Last updated 1 year ago

Importable format is a JSON format which is used to import data to Datasaur project.

A Importable JSON format may contain the following data structures:

  1. type: the Importable type (which identified with value "BOUNDING_BOX")

  2. cells: an array containing the intersection of a row and a column

    1. content: a sentence in the cell

    2. index: the column index for the cell

    3. line: the row index for the cell

    4. metadata: additional information for a cell

    5. tokens: array of strings to define custom tokenization

  3. labelSets: the label set which is used by the project.

  4. labels: an array of labels

    1. Span label type

      1. id: A unique number

      2. type: Identified with value "SPAN"

      3. startCellLine, startCellIndex, startTokenIndex, startCharIndex.

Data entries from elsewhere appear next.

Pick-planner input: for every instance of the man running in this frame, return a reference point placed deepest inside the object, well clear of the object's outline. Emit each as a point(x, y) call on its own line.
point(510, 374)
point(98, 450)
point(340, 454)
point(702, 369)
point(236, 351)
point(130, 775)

The starting position of the span label. Please refer to for a thorough explanation of how cells, tokens, and characters are positioned.

      4. endCellLine, endCellIndex, endTokenIndex, endCharIndex. The ending position of the span label. Please refer to for a thorough explanation of how cells, tokens, and characters are positioned.

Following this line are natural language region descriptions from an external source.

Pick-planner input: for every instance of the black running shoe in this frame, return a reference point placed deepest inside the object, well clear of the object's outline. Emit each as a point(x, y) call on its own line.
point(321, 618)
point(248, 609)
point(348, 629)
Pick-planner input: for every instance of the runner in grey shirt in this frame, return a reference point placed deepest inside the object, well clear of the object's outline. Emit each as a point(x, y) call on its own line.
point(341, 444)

      5. layer: The label set index to which this label belongs.

      6. counter: The index (0-based) of the label that is applied to the current position. If there is only one label at this position, then its value is 0.

      7. labelSetItemId: The ID of this label within the label set.

    2. Arrow label type

      1. id: A unique number

      2. type: Identified with value "ARROW"

      3. originId: The id of the label from which this arrow starts.

      4. destinationId: The id of the label to which this arrow ends.

      5. startCellLine, startCellIndex, startTokenIndex, startCharIndex. This is the same as the origin label's.

      6. endCellLine, endCellIndex, endTokenIndex, endCharIndex. This is the same as the destination label's.

      7. layer: The label set index to which this label belongs.

      8. counter: The index (0-based) of the label that is applied to the current position. If there is only one label at this position, then its value is 0.

      9. labelSetItemId: The ID of this label within the label set. Use an empty string if this arrow does not have a label.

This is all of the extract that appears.